Увы, единственный имевшийся в его распоряжении диктофон Платон установил в покоях поляков, так что о содержании дискуссии между ляхом и сим достойным человеком можно было судить лишь по косвенным признакам. Во-первых, Казановский вернулся, хоть и со следами мороза на физиономии, но с видом кота, наевшегося сливок. Во-вторых, сразу после этого к нам пришел их посыльный и доложил, что поляки согласны подписать мирный договор и просят о встрече завтрашним утром.
Все произошло, как я и предсказал. Поляки согласились на все наши условия, кроме двух. Совокупный выкуп за поименно перечисленных знатных пленных был после длительной дискуссии сокращён. Достигли мы и договоренности по наиболее одиозным полякам, причем деньги за их освобождение были выплачены немедленно. У меня возникло впечатление, что мы продешевили – выкуп на определённую сумму заранее внесли семьи пленных, и члены делегации, вполне вероятно, попросту поделили разницу между собой.

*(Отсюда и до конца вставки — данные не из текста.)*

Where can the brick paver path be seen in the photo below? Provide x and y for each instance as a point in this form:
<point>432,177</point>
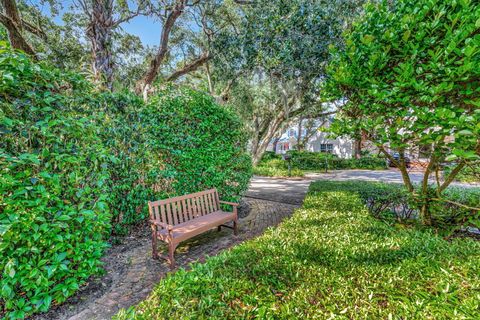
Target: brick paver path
<point>131,273</point>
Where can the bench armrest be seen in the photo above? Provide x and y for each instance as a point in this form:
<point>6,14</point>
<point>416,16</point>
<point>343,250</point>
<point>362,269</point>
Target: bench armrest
<point>229,203</point>
<point>161,224</point>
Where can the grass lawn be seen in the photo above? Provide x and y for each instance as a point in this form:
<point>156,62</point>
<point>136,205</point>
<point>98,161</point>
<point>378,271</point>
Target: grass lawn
<point>331,259</point>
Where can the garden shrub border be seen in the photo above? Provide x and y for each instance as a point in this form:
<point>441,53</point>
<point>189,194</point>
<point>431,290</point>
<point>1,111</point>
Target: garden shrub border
<point>71,156</point>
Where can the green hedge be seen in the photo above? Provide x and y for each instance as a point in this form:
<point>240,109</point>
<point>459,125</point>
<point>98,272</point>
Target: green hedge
<point>200,144</point>
<point>469,174</point>
<point>54,214</point>
<point>391,200</point>
<point>330,260</point>
<point>273,165</point>
<point>76,164</point>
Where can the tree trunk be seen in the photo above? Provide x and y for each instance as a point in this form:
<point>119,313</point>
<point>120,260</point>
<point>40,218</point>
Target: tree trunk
<point>263,142</point>
<point>99,32</point>
<point>10,18</point>
<point>275,144</point>
<point>299,135</point>
<point>211,89</point>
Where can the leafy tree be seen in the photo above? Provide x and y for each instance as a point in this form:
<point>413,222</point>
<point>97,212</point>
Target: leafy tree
<point>278,50</point>
<point>411,75</point>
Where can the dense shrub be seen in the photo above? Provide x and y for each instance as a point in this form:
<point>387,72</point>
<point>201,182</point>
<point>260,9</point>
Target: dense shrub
<point>201,144</point>
<point>54,211</point>
<point>470,173</point>
<point>316,161</point>
<point>330,260</point>
<point>133,167</point>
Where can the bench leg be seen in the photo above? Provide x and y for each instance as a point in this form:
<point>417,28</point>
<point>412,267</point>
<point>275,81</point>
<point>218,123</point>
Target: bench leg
<point>154,246</point>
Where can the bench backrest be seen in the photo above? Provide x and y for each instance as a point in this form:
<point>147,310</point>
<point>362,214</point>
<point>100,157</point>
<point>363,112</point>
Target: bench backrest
<point>184,208</point>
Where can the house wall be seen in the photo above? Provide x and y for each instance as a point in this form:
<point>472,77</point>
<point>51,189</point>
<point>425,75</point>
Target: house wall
<point>342,147</point>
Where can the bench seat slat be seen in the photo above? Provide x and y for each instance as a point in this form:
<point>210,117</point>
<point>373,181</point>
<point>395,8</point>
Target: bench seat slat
<point>196,226</point>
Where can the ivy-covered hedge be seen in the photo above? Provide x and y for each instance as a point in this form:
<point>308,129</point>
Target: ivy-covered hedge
<point>332,259</point>
<point>391,200</point>
<point>201,145</point>
<point>54,213</point>
<point>76,164</point>
<point>273,165</point>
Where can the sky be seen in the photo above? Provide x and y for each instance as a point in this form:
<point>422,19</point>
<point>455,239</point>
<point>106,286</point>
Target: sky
<point>146,28</point>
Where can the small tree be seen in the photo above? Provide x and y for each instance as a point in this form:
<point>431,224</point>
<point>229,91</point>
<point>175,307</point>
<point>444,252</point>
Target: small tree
<point>411,75</point>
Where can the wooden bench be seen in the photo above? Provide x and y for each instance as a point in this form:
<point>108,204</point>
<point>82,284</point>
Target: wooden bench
<point>180,218</point>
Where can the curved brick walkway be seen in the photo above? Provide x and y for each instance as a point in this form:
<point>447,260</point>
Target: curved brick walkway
<point>131,273</point>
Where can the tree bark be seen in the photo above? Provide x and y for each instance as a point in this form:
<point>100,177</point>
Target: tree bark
<point>190,67</point>
<point>263,141</point>
<point>10,18</point>
<point>357,148</point>
<point>300,145</point>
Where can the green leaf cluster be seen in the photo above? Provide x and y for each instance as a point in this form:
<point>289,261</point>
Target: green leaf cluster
<point>54,208</point>
<point>410,76</point>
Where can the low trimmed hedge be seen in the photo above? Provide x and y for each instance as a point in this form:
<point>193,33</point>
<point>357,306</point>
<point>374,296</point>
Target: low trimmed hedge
<point>469,174</point>
<point>391,200</point>
<point>331,259</point>
<point>76,164</point>
<point>315,161</point>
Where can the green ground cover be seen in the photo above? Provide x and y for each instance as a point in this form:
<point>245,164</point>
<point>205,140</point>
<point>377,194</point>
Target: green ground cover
<point>332,258</point>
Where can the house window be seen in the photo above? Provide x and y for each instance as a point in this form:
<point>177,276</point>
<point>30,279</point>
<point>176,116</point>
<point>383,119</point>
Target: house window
<point>326,147</point>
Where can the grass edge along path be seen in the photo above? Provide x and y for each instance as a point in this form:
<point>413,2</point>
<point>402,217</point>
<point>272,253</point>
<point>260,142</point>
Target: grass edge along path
<point>331,259</point>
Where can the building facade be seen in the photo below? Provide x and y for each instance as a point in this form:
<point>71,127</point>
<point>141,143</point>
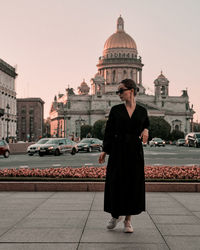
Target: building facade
<point>30,119</point>
<point>8,108</point>
<point>119,60</point>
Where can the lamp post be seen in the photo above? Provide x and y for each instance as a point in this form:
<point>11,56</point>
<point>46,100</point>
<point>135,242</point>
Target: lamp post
<point>7,107</point>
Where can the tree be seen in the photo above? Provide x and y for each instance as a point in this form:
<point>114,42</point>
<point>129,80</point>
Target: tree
<point>159,128</point>
<point>85,130</point>
<point>176,134</point>
<point>99,129</point>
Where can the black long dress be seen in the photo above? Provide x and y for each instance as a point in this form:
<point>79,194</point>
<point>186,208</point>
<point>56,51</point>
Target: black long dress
<point>125,185</point>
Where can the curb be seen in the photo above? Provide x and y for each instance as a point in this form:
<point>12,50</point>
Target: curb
<point>92,186</point>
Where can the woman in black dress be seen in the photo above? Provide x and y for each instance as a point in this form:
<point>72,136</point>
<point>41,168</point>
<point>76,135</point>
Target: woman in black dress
<point>126,127</point>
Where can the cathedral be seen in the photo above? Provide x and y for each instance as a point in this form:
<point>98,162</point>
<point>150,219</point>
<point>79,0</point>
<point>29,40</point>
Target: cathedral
<point>119,60</point>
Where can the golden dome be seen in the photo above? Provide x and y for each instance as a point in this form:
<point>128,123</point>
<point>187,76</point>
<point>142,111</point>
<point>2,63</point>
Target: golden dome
<point>120,39</point>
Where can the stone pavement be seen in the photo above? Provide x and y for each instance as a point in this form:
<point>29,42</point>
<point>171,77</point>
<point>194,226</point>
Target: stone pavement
<point>75,220</point>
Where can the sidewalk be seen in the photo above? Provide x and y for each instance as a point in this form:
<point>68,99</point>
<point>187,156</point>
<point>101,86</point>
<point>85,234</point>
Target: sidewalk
<point>75,220</point>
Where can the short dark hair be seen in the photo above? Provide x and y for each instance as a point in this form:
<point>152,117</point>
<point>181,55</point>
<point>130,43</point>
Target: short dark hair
<point>130,84</point>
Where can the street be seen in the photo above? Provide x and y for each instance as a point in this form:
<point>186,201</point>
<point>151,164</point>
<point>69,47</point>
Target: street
<point>169,155</point>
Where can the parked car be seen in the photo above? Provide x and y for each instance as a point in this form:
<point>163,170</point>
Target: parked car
<point>58,146</point>
<point>157,142</point>
<point>193,139</point>
<point>90,144</point>
<point>4,148</point>
<point>34,148</point>
<point>180,142</point>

Еще поляки попросили об освобождении рядовых пленных, содержавшихся в Чернигове, из тех, кого семьи выкупить не могли. Договорились мы так – отпустят их первого сентября по старому стилю, в честь православного Нового Года, кроме тех из них, кто захочет остаться на Руси, и, естественно, тех, кто находится в тюрьме за совершенные ими преступления. А до того времени они будут задействованы на работах.
И, наконец, было принято соглашение о том, что русским купцам дозволено будет торговать в приграничных городах Литвы, и наоборот, и был составлен список этих городов. Отдельно была зафиксирована свобода русского судоходства по Днепру между устьем Десны и границей у Смоленска, а также польского от Чернигова и до Смоленска. Условия же торгового соглашения должны были обсудить представители русского купечества и прибывшая вместе с дипломатами делегация купцов Речи Посполитой. Такие встречи (это я знал от Аристарха) уже начались.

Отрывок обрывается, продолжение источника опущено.